Sometimes if you don’t stay on top of weeds and wild things you may end up with a tree! I remember asking my husband to cut this down time and time again. After a while we were no longer certain if it was wild or something we planted. But now that it is in bloom it is evident. This is a Honey Suckle which is really a bush but if you walk around and look at the trunk it looks more like a branched out tree similar to the Hawthorn. I know that you can buy Honeysuckle but they are hard to get rid of and can be intrusive so I don’t see them very often anymore in modern gardens. Again, they are reminiscent of another time. When we were children I used to know how to take the blooms apart and drink the nectar. It was so good and sweet. So I guess we are going to embrace it at this point since it has made it presence fairly prominent in our garden.
While we are not in the tropics, we love adding the feel to our poolside. We discovered that you can plant Banana Plants and at the end of the year you cut them back and cover them with mulch and a pot and not only do they come back, they multiply each year. I think we need to move a few out of here this year. These plants were given to me by my Dad, who has since passed away. It is just kind of nice to have something like this that returns year after year as a wonderful memory.
My Clematis are also blooming now. This used to be my Herb Garden but with the help of the birds and the wind, we have ground covers taking over this bed as well! I can still grow my Herbs in containers so its okay.
Commonly known as Flags in bloom now. These are Spring blooming only but the grassy leaf will add a whispy texture and color all season.

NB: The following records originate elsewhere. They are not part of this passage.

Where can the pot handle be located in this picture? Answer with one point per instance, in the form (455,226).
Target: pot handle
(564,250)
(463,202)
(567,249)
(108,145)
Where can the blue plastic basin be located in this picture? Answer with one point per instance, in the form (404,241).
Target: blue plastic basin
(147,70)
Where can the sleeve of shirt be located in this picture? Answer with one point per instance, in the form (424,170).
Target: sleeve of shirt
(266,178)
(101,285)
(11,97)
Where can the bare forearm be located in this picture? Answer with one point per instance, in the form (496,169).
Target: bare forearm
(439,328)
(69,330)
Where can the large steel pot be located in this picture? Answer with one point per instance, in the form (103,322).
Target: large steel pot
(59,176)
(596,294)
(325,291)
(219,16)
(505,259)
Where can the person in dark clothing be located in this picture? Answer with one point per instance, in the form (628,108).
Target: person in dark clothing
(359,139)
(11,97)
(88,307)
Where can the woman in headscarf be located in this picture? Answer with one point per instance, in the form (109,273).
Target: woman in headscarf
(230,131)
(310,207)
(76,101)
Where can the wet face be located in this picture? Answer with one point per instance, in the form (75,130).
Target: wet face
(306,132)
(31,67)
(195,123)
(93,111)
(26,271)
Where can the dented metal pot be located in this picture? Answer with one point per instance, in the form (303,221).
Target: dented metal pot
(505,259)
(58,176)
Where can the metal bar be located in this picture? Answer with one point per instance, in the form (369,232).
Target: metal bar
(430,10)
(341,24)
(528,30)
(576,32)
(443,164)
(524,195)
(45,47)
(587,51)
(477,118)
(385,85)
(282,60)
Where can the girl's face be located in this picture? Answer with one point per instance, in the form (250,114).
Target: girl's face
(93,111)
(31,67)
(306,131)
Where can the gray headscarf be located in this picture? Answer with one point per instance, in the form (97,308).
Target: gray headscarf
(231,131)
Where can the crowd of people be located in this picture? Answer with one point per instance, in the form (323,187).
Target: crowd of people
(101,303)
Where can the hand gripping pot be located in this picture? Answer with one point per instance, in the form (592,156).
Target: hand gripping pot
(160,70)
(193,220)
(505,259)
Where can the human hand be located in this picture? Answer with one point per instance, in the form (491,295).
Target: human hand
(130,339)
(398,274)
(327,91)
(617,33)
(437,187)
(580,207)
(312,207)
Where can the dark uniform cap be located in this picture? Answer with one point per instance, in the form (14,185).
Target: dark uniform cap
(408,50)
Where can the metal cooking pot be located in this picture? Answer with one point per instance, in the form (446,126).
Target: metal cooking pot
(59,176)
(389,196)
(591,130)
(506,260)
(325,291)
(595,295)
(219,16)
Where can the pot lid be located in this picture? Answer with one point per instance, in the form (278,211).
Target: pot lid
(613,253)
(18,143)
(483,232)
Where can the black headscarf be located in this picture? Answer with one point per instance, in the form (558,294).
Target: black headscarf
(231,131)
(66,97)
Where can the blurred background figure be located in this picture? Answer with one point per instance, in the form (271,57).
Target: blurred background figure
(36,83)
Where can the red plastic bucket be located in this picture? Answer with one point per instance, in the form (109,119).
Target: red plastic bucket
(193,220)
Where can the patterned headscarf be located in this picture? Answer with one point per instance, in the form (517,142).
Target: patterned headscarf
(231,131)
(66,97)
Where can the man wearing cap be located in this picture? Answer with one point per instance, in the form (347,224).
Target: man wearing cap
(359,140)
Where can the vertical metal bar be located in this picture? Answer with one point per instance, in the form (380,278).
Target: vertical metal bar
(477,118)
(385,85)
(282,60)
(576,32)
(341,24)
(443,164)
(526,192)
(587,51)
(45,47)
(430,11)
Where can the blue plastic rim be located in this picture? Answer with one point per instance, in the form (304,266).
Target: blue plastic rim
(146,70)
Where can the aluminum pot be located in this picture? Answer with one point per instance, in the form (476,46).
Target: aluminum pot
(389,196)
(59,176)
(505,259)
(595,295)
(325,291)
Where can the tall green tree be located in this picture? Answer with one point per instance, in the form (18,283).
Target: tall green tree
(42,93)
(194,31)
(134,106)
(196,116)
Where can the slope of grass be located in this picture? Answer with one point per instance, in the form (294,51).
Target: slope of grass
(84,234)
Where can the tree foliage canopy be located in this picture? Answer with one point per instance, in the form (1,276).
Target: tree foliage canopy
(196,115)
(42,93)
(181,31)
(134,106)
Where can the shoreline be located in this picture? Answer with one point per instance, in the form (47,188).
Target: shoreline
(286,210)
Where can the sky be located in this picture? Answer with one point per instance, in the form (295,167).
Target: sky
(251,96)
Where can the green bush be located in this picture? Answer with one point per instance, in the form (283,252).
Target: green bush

This variegated leaf hosta is protected within the fenced area of the back. It amazes me at the size when a week ago there was hardly anything peaking through the ground. It is a reminder of Hope to me that we don’t know how quickly something can change.
That’s it! Thanks for touring with me. I hope you enjoyed it. If you happen to know the name of any of the plants I didn’t, please share! If you like my garden share it with your friends!